The remaining 25 allegations were reported by UN agencies, funds and programmes, and include eight allegations relating to implementing partners.
Of the 40 allegations, 13 are categorized as sexual abuse, 24 as sexual exploitation, and three are of an unknown nature.
The allegations involve 54 victims; 30 are women and 16 are girls under the age of 18, and the ages of 8 others are unknown, with 12 of the 40 allegations occurred in 2017, seven in 2016, three in or before 2015, and the dates unknown for 18 of them.
Two allegations have been substantiated by an investigation; there were not substantiated; 15 are at various stages of investigation; 18 are under preliminary assessment; two are under review with limited information provided to the investigating entity, Mr. Dujarric said.

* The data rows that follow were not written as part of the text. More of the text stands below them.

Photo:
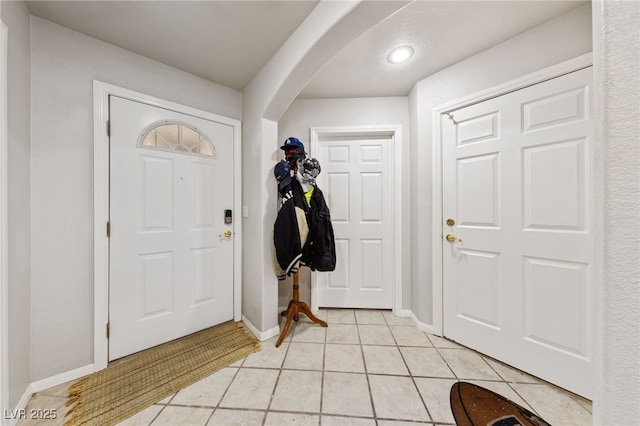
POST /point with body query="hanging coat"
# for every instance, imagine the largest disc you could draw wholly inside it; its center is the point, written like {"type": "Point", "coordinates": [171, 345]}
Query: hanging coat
{"type": "Point", "coordinates": [319, 254]}
{"type": "Point", "coordinates": [290, 230]}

“With over 95,000 civilians and 90,000 uniformed personnel working for the UN, sexual exploitation and abuse are not reflective of the conduct of the majority of the dedicated women and men who serve the Organization,” he said, emphasizing however that “every allegation involving our personnel undermines our values and principles and the sacrifice of those who serve with pride and professionalism in some of the most dangerous places in the world.”
For this reason, Mr. Dujarric stressed, combating this scourge, and helping and empowering those who have been scarred by these egregious acts, continue to be key priorities for UN Secretary-General António Guterres in 2018.

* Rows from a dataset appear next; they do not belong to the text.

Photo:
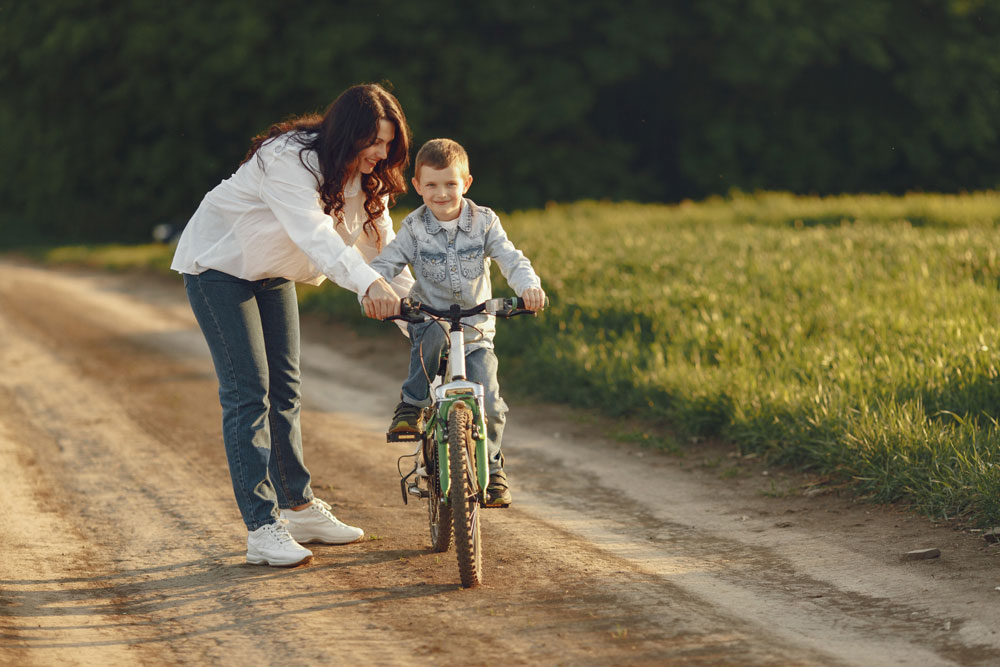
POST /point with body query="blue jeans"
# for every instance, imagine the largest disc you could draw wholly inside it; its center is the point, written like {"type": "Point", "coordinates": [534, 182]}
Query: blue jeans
{"type": "Point", "coordinates": [252, 330]}
{"type": "Point", "coordinates": [480, 366]}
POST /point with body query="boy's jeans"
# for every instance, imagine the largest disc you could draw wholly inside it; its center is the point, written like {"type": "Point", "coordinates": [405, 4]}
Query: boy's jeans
{"type": "Point", "coordinates": [252, 330]}
{"type": "Point", "coordinates": [480, 366]}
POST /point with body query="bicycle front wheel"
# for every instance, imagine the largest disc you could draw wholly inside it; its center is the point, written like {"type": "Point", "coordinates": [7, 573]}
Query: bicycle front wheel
{"type": "Point", "coordinates": [438, 511]}
{"type": "Point", "coordinates": [464, 495]}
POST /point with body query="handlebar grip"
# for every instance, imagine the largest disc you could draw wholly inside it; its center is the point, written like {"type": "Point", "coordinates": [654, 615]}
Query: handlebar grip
{"type": "Point", "coordinates": [409, 311]}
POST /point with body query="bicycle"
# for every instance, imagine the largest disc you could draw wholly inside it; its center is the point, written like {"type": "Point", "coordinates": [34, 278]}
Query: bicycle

- Developing an electronic tool for screening UN staff dismissed as a result of substantiated allegations of sexual exploitation and abuse, or who resigned or were dismissed during an investigation.

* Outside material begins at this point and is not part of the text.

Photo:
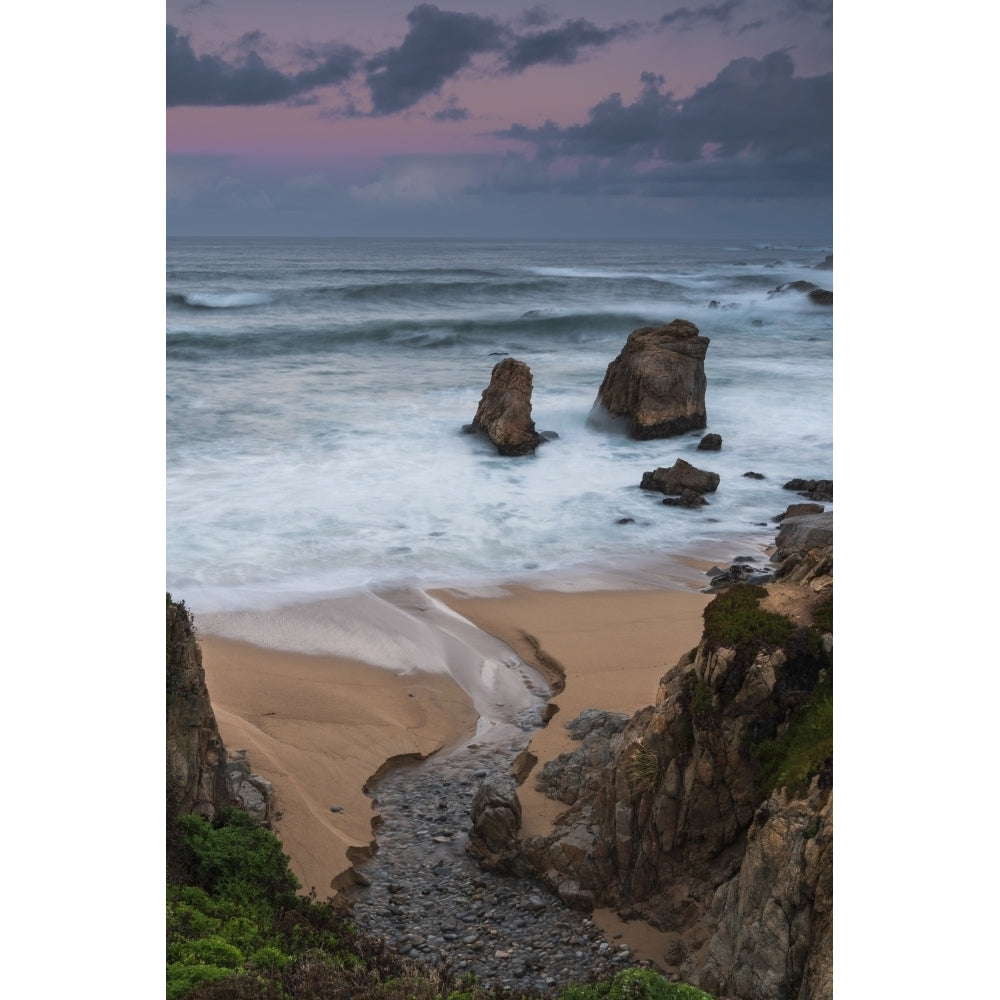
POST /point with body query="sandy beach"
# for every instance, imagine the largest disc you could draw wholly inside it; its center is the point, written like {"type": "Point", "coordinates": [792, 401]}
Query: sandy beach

- A mandatory e-learning module for personnel within the UN system, as well as implementing partners and contractors, on prevention and reporting of sexual exploitation and abuse.
- The distribution of the “no excuse cards” in the six official languages and other languages across the UN system on UN personnel’s responsibilities and obligations with respect to conduct, as well as preventing and reporting sexual exploitation and abuse.
- Mandated quarterly reporting from all relevant entities across the UN system.
- The Secretary-General is regularly liaising with Member States to improve their accountability and bring justice to victims.
- Strengthening complaint reception mechanisms on the ground to enable victims to come forward, and conducting outreach activities to inform communities on the risks of sexual exploitation and abuse and the reporting mechanisms using various forms ranging from direct outreach, theatre, radio and TV programming, SMS-based and social media campaigns as well as specific outreach to local media.
- Improving reporting and data collection methods, including through the development of a system-wide incident reporting form.